Professor Ulf Landegren’s research group focuses on the development of advanced molecular tools for analysis of specific DNA, RNA and protein molecules. They have pioneered a number of techniques, including the oligonucleotide ligation assay, padlock probes, proximity ligation, and rolling circle-based methods for signal amplification (see list of 13 patents or patent applications in Appendix 1). Together with collaborators at Stanford University, USA, Prof. Landegren’s group has recently demonstrated that thousands of padlock probes may be combined in single reactions for high-throughput gene detection. This technology has formed the basis of a company co-founded by the Swedish and USA partners, called ParAllele Bioscience. Prof. Landegren is the co-ordinator of the FP6 Integrated Project MolTools (start 2004-01), in order to develop the new generation of microarray-based technologies. The aim is to use microarrays to analyze DNA tags included in specific padlock probes, by hybridizing amplified representations of reacted probes to oligonucleotides in microarray configurations. The MolTools consortium includes 18 leading laboratories and companies from Europe and the USA. Prof. Landegren and assistant professor Mats Nilsson will participate in the development of molecular diagnostic methods for Hepatitis E virus. 

 

Dr.

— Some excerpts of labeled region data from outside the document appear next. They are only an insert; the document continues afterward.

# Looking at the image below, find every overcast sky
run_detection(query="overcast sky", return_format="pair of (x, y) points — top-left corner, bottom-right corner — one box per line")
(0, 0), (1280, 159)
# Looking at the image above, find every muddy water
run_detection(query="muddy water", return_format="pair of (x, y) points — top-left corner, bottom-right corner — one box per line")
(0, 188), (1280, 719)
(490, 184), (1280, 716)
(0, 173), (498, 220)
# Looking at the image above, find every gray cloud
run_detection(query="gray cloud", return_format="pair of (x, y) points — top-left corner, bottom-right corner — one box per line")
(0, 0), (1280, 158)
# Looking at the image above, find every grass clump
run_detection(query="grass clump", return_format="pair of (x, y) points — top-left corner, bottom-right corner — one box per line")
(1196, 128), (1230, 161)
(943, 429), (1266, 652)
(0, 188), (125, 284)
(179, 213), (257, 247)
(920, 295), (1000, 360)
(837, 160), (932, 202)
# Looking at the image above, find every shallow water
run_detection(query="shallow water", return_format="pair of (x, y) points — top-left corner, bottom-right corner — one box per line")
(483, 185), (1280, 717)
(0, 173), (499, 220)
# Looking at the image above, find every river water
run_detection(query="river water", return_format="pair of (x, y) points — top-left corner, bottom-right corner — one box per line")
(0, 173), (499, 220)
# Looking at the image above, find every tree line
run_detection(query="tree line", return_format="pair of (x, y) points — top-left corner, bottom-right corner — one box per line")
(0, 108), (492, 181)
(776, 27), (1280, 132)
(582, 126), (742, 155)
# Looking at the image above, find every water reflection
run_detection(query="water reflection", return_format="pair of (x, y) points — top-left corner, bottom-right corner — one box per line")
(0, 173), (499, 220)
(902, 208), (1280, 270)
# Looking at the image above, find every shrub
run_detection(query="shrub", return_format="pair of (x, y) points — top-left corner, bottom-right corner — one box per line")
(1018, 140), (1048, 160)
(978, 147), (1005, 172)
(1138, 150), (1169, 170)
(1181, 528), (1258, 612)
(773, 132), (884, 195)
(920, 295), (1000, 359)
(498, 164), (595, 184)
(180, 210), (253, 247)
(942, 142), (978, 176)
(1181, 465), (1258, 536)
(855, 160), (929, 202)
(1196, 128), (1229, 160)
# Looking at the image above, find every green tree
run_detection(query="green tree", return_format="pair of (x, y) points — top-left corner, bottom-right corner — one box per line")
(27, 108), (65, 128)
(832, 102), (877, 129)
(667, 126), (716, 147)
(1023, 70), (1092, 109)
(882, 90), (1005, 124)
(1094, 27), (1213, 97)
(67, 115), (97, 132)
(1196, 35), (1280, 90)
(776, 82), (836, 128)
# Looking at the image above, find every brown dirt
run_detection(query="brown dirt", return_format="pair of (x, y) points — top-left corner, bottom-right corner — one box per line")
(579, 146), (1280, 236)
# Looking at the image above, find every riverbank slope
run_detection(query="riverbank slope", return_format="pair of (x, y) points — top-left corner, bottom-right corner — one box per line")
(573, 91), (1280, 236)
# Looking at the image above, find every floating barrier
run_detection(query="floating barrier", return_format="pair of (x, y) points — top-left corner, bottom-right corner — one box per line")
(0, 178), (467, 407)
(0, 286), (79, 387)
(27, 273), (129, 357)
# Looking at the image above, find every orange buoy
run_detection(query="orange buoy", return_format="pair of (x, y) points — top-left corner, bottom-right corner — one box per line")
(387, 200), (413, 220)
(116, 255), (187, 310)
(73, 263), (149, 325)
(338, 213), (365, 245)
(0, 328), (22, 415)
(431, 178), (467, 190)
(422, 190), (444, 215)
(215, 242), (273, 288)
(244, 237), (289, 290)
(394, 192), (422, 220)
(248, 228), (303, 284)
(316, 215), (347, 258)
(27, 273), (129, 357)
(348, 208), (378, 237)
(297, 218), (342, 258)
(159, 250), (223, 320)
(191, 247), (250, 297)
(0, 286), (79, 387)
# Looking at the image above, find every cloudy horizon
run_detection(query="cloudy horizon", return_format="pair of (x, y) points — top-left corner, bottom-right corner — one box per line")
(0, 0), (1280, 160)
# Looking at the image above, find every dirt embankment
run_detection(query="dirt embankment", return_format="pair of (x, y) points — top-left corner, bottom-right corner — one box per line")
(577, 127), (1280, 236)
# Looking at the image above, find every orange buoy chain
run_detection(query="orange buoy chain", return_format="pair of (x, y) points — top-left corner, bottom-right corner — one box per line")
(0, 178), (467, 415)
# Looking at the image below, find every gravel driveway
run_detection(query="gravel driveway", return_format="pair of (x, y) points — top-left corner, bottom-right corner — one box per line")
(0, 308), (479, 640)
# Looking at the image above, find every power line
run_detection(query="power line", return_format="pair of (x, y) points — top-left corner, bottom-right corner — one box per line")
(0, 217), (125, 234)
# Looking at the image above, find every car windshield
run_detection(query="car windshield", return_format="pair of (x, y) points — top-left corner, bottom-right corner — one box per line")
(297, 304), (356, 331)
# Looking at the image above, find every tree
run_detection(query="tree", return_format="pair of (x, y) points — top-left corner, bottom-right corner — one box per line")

Mats Nilsson, PhD, Associate Professor in Molecular Medicine at the Department of Genetics and Pathology, Uppsala University; co-founder of ParAllele Bioscience and the SME Abacus AB (involved in WP4, WP12). He has ten years of experience of technology development, particularly the padlock probe technology and rolling-circle amplification. He has published 33 articles within the field and filed four patent applications. He has developed multiplex array-based genetic analyses by combining sequence-coded padlock probes with tag-DNA microarrays, applied padlock probes for in situ analysis of single-nucleotide sequence variation, established efficient conditions for ligase-based RNA sequence analysis, developed a rolling-circle based technique that can replace PCR for amplification of padlock probes, and a sensitive analysis format with high quantitative precision through counting of individual rolling-circle products.